Background: Previous studies suggested that physical activity energy expenditure (AEE) is a major determinant of dietary fat oxidation, which is a central component of fat metabolism and body weight regulation.
Objective: We tested this hypothesis by investigating the effect of contrasted physical activity levels on dietary saturated and monounsaturated fatty acid oxidation in relation to insulin sensitivity while controlling energy balance.
Design: Sedentary lean men (n = 10) trained for 2 mo according to the current guidelines on physical activity, and active lean men (n = 9) detrained for 1 mo by reducing structured and spontaneous activity. Dietary [d31]palmitate and [1-¹³C]oleate oxidation and incorporation into triglyceride-rich lipoproteins and nonesterified fatty acid, AEE, and muscle markers were studied before and after interventions.

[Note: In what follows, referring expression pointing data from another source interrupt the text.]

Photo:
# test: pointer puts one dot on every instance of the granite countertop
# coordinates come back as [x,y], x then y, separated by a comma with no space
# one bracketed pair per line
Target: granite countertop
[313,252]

Results: Training increased palmitate and oleate oxidation by 27% and 20%, respectively, whereas detraining reduced them by 31% and 13%, respectively (P < 0.05 for all). Changes in AEE were positively correlated with changes in oleate (R² = 0.62, P < 0.001) and palmitate (R² = 0.66, P < 0.0001) oxidation. The d31-palmitate appearance in nonesterified fatty acid and very-low-density lipoprotein pools was negatively associated with changes in fatty acid translocase CD36 (R² = 0.30), fatty acid transport protein 1 (R² = 0.24), and AcylCoA synthetase long chain family member 1 (ACSL1) (R² = 0.25) expressions and with changes in fatty acid binding protein expression (R² = 0.33). The d31-palmitate oxidation correlated with changes in ACSL1 (R² = 0.39) and carnitine palmitoyltransferase 1 (R² = 0.30) expressions (P < 0.05 for all). Similar relations were observed with oleate. Insulin response was associated with AEE (R² = 0.34, P = 0.02) and oleate (R² = 0.52, P < 0.01) and palmitate (R² = 0.62, P < 001) oxidation.
Conclusion: Training and detraining modified the oxidation of the 2 most common dietary fats, likely through a better trafficking and uptake by the muscle, which was negatively associated with whole-body insulin sensitivity.